Puneeth Rajkumar was an Indian film actor, playback singer and producer who worked in the Kannada film industry. He has been nominated for and won various awards throughout his career. On November 1st, 2022, he was awarded Karnataka Ratna after his death. On 22 March 2022, he was posthumously awarded honorary doctorate from University of Mysore at its 102nd convocation

Awards and nominations

Other Honors
 The State Government announced to mark his birthday as "Inspiration Day".
 The 212th edition of Lalbagh flower show was dedicated as a tribute to him and his father matinee idol Dr.Rajkumar.
 His tableau was made on the occasion of 2022 Mysore Dasara Jamboo Savari procession.
 Dolls conceptualized on him were reported to be the highlight of 2022 Dasara doll display.
 An entire day was dedicated to screen his movies at the 2022 Dasara Film Festival.
 He was posthumously conferred with the Lifetime Achievement Award at the 67th Filmfare Awards.
 On October 22 & 23, 2022 restaurants of Bengaluru hosted a food festival - Flavours of Gandhada Gudi on the occasion of his last theatrical release Gandhada Gudi. 

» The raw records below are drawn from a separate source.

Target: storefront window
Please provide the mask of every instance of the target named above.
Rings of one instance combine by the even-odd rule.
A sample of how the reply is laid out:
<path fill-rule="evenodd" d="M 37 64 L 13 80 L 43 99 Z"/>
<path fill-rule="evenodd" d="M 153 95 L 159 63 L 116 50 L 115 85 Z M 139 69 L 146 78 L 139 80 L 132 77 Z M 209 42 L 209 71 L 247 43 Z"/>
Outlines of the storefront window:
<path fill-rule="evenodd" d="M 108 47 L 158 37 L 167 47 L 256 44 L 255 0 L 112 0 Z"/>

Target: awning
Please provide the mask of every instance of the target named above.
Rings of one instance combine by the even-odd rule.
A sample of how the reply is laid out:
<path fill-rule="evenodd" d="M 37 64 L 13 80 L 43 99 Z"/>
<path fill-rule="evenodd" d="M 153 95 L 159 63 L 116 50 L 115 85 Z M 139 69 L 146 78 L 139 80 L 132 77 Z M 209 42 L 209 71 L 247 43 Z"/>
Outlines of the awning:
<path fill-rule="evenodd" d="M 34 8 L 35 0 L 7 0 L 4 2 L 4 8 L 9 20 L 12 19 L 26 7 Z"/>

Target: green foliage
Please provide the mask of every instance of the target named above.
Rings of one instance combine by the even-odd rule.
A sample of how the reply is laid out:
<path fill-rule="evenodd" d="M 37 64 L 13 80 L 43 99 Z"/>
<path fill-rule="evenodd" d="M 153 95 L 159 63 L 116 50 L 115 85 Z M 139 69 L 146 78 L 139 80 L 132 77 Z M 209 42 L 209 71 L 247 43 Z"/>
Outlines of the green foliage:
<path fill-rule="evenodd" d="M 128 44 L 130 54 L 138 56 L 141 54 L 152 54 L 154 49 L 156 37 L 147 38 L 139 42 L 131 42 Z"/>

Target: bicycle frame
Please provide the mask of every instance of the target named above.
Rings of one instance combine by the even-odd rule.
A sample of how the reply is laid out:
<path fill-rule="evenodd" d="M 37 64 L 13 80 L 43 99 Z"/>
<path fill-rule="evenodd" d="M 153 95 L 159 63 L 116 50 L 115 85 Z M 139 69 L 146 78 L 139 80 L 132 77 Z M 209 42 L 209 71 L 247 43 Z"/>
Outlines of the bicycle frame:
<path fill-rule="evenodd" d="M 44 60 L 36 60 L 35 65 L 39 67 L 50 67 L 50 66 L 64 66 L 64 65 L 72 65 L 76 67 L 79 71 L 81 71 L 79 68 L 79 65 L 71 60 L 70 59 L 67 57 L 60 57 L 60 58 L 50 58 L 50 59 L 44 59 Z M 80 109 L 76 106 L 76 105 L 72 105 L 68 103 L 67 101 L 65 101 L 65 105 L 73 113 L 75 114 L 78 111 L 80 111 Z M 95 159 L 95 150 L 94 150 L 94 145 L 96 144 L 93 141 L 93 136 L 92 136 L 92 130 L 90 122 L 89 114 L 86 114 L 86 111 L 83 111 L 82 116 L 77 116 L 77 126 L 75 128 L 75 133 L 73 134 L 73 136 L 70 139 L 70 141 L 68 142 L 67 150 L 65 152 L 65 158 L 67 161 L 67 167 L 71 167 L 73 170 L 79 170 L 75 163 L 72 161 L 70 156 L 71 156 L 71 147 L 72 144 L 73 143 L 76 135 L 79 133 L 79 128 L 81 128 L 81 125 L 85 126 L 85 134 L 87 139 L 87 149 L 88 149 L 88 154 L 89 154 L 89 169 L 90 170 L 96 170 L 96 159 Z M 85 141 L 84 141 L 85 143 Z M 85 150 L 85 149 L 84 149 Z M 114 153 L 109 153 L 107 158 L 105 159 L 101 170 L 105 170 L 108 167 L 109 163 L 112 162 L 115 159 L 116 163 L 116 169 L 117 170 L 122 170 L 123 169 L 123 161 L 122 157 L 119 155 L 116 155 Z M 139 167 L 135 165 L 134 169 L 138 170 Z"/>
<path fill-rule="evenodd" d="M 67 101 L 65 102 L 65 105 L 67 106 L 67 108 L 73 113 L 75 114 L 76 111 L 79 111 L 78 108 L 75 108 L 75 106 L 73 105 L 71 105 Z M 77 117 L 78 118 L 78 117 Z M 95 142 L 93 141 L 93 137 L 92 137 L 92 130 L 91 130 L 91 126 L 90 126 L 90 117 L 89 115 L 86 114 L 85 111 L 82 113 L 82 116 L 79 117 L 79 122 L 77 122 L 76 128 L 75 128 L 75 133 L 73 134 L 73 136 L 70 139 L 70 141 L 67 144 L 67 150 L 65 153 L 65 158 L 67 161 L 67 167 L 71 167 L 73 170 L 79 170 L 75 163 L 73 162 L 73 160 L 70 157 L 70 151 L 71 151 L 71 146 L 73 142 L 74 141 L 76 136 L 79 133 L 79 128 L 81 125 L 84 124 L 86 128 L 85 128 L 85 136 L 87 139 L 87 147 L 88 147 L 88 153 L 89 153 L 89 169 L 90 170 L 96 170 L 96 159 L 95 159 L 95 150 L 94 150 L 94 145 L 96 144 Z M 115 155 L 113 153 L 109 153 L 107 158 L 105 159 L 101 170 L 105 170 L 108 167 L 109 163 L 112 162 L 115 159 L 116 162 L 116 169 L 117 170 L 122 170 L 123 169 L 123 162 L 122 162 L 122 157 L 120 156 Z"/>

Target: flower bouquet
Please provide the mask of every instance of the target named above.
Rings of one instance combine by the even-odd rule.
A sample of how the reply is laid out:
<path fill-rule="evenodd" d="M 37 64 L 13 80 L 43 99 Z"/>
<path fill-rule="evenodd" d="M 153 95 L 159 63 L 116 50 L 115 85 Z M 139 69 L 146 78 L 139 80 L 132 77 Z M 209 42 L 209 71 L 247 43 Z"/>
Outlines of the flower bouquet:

 All the 200 Kannada movies which released within one year of his demise, paid tribute to him in their opening credits.
 75 cutouts with garlands were erected outside his memorial on his first death anniversary.
 One of the 75 satellites intended to be launched into orbit during November 15 to December 2022 on the occasion of the 75th year of Indian independence was named after him.
 The Bengaluru Outer Ring Road 12-km stretch between Nayandahalli Junction on Mysuru Road and Vega City Mall on Bannerghatta Road was named as Dr. Puneeth Rajkumar Road.
 23 Feet height statue of Puneeth was unvieled as part of inauguration of the Ballari Utsava in Bellary in 2023.